I have long subscribed to the philosophy of only keeping “what you use or what you love” so our home was already pretty lean. Now it’s anorexic. Part of me finds it liberating to live with only the basics, but it’s strange not to be surrounded by at least a few material things I love. Of course, we've got our people and our pet so life is good...our home just feels different right now.

Last week I ran across this video by filmmaker Gemma Green-Hope, who created a short film after her family sorted through her grandmother’s belongings. It’s a lovely tribute. My favorite quote is, “I wanted to show her to myself.”

That video got me thinking about the things my mother left behind when she passed away three years ago after a long illness. She had battled multiple sclerosis for nearly 30 years and had spent the last 10 years of her life supported by a ventilator. The "basics" in her life are relative too. My mom's life was extremely simplified the last few years, but required unfathomable amounts of medicine and complex supplies to keep her comfortable.
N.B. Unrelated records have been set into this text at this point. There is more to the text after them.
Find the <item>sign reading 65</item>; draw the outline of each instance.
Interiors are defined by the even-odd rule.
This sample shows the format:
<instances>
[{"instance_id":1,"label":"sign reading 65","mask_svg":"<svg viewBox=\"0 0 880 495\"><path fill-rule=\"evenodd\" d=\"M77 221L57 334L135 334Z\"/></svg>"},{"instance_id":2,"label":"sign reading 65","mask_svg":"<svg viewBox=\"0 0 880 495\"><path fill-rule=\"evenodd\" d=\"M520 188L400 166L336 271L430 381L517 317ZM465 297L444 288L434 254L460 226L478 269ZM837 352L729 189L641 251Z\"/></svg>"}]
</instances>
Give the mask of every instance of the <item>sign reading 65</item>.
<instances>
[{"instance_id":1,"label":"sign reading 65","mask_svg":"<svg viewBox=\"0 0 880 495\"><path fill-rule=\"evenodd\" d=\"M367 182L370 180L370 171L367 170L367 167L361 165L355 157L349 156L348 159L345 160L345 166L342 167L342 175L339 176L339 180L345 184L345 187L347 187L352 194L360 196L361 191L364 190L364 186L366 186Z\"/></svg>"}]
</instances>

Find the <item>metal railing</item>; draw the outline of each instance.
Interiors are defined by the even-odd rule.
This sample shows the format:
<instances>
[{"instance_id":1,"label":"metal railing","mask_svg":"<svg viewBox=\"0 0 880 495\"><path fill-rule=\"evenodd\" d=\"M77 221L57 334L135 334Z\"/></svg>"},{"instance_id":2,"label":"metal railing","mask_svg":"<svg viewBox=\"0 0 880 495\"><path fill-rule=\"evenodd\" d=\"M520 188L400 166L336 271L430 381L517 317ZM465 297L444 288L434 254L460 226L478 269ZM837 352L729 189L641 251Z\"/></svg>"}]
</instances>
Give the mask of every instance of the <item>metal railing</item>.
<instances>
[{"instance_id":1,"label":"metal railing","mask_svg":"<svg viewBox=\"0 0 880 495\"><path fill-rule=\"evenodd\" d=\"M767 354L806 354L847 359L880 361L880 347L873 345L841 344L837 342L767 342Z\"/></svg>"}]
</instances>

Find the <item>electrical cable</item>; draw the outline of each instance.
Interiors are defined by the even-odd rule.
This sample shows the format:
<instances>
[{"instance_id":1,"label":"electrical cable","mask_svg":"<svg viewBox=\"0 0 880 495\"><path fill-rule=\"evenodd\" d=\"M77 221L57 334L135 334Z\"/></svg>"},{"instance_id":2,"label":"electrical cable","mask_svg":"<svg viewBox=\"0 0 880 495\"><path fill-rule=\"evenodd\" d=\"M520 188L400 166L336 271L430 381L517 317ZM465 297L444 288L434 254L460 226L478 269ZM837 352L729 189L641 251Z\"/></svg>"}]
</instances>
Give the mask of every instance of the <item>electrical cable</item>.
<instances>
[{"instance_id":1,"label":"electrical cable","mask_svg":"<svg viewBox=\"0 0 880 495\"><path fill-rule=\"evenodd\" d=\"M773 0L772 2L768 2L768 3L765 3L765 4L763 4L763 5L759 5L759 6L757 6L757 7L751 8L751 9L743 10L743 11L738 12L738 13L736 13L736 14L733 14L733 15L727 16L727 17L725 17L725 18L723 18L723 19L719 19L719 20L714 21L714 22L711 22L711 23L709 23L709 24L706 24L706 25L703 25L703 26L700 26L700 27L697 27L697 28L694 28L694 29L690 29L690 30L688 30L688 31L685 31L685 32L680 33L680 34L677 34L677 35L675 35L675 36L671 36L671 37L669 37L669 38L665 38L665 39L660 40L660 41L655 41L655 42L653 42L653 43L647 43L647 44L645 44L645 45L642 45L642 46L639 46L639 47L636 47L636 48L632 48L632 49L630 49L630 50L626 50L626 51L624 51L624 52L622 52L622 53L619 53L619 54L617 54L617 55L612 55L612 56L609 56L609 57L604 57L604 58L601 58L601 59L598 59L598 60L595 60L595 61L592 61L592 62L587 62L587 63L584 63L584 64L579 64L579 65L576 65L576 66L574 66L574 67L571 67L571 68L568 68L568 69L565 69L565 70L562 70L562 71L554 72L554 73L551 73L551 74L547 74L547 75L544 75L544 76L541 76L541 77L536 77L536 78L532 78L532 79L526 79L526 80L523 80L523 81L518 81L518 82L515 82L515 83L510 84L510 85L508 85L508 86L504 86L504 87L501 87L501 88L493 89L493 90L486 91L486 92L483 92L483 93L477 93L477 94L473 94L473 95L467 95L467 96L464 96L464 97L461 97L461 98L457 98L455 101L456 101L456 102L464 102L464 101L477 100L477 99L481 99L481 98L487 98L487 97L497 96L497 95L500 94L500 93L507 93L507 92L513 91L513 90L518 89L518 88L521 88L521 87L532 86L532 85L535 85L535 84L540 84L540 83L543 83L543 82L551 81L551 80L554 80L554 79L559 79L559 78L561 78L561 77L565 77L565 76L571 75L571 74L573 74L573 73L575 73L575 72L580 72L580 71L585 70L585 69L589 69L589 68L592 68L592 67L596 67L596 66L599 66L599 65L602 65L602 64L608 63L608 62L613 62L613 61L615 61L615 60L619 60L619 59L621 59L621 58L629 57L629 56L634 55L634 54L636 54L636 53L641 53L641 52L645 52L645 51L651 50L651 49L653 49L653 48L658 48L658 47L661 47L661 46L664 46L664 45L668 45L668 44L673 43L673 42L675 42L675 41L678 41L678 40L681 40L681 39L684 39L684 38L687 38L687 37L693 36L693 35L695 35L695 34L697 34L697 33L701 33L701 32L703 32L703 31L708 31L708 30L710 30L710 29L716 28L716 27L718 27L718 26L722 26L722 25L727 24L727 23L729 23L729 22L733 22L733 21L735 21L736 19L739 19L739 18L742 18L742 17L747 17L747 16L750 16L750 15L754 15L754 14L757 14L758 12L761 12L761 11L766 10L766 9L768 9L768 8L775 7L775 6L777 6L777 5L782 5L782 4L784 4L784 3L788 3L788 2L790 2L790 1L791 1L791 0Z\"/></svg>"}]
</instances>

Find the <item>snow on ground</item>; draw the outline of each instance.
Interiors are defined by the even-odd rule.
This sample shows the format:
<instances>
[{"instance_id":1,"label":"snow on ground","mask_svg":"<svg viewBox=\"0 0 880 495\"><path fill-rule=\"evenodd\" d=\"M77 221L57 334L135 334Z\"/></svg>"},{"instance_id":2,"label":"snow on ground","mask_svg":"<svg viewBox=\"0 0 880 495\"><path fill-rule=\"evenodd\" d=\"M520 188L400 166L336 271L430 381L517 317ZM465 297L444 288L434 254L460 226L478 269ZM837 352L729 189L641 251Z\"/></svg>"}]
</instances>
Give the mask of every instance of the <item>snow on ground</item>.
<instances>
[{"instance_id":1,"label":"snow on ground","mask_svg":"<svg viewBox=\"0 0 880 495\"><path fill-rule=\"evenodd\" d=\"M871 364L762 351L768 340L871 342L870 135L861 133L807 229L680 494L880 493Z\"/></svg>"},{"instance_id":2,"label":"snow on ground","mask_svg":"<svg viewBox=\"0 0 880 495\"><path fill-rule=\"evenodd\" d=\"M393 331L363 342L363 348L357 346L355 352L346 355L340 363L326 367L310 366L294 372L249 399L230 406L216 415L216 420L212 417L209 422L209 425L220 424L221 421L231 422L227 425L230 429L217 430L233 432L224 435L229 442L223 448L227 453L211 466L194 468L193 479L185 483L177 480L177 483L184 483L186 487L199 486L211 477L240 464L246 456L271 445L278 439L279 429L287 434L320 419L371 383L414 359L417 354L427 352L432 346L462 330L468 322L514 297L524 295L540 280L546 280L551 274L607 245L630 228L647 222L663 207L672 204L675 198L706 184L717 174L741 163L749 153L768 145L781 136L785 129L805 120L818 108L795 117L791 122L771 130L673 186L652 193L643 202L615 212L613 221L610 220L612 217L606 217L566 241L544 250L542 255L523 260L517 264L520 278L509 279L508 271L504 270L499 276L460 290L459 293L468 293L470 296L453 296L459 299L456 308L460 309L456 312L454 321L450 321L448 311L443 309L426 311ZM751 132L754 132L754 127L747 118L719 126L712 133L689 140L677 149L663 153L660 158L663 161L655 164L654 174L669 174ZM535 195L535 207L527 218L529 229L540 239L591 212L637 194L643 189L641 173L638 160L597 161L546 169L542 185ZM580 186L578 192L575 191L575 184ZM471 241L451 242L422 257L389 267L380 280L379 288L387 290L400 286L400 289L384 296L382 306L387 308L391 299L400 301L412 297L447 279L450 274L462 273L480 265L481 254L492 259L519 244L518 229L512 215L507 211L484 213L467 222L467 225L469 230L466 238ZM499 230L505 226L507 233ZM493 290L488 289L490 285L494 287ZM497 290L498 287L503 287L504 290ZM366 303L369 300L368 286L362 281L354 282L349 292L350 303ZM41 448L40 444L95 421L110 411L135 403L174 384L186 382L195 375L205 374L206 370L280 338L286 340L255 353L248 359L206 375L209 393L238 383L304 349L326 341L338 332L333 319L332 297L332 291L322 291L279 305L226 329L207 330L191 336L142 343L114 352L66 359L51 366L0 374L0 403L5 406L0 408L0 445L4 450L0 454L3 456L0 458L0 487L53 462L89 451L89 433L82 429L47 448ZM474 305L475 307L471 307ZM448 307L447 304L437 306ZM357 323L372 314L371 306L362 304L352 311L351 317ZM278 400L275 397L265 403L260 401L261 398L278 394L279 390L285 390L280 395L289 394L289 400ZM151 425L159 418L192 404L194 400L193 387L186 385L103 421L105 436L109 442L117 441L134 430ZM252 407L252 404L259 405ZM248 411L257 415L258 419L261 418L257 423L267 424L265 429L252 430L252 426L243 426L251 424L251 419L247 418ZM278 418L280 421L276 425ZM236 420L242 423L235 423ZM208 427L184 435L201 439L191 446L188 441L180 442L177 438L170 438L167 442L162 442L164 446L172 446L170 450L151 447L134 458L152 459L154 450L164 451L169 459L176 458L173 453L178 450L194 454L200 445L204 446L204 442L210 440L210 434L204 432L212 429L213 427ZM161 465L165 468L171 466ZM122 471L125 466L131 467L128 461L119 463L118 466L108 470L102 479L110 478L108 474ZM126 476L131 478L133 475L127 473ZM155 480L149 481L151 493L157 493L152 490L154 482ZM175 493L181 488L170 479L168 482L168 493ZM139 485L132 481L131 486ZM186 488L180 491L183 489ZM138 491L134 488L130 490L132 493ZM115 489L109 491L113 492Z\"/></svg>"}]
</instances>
A couple months after her death, I helped my father clean out her closet, which in some ways seemed frozen in time from when she was first diagnosed. I wrote about it at the time, but until yesterday I had not re-read that piece in years. Of course it brought back a flood of emotions...just in time for Mother’s Day. It’s amazing how your own words can come back and catch you off guard. I lived and breathed that experience, but still it seems like another me altogether.

During the clean-out, I also photographed some of the little things I uncovered in my mother’s drawers. There were no big surprises...only small moments of nostalgia or grieving. There were a few questions that would never be answered: Why did she save this but not that? Why was this recipe tucked in with her jewelry? There were also some heartbreaking juxtapositions. I had been in her closet hundreds of time and grown numb to all the medical supplies that filled her shelves. But seeing them through the camera lens changed everything. Suddenly I saw not just the life-sustaining tubes, but the neighboring sweaters that she hadn’t worn in 10 years because she hadn’t left her bed, much less her house, in all that time.

By now I’ve sorted through her treasures and kept a few things that mean something to me. When our house is finished, I will unpack them once again and find a new home for them. The photos...I don’t know what I’ll do with them. But I’m sharing a few of them here. Showing you what’s on my mind. Seeing where it takes me.

Thanks for seeing with me.

IMG_6278

IMG_6288

IMG_6282

IMG_6273

IMG_2825

 

 

*     *     *

Thanks to everyone who entered last week's giveaway. The winner of the Moms Are Nuts book is NaDell. Enjoy!